SpamSpan should not touch URLs at all, I think.
[scheme]://[user]:[pass]@[host]/[path]?[query]#[fragment]
"[scheme]://" could be optional.
Try this as an example:
<a href="user:password@www.drupal.org/something?q=user@drupal.org#user@drupal.org">Link 1</a>
<a href="https://user:password@www.drupal.org/something?q=user@drupal.org#user@drupal.org">Link 2</a>
You could use the php function parse-url to check that:
http://php.net/manual/en/function.parse-url.php
Perhaps with an additional check if a non-valid url gets valid if a scheme is added before.
Comments
Comment #1
gaele commentedThis sucks.
Flickr uses "@" a lot in their urls, e.g.
http://farm6.static.flickr.com/5060/buddyicons/1606911@N23.jpg
Comment #2
peterx commentedThere is no maintainer for the D6 version. The D7 version selects via a regular expression and regular expressions usually break when you change them, introducing more errors than you fix.
A change like this needs should be made in the D7 version then backported. D7 has a test system. This change needs someone who is an expert on regular expressions and the D7 test system, someone with the time to experiment and to create test cases in the Drupal test system.
Comment #3
peterx commentedThe following line is the example presented as a failure.
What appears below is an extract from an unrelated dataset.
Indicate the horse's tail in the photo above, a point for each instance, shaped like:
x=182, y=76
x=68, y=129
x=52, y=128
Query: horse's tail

user:password@www.drupal.org/something?q=user@drupal.org#user@drupal.orgI thought about changing the regular expression to exclude email addresses preceded by a colon then I found a site with the following text.
Email example:fred@example.comA regular expression will not fix the problem. The other addresses need a span or div around them to protect them and Spamspan would need appropriate code to identify the protected addresses. Spamspan could have an option to only process addresses identified by a span or a div but it would have to be off by default and you would have to find someone to develop the change.
You could also add specialised fields to the content type and insert them into text through tokens. There are a few modules for that type of change.
If there is an easy reliable way to identify the difference between an email address and the examples you provide, talk with regex experts about submitting a change.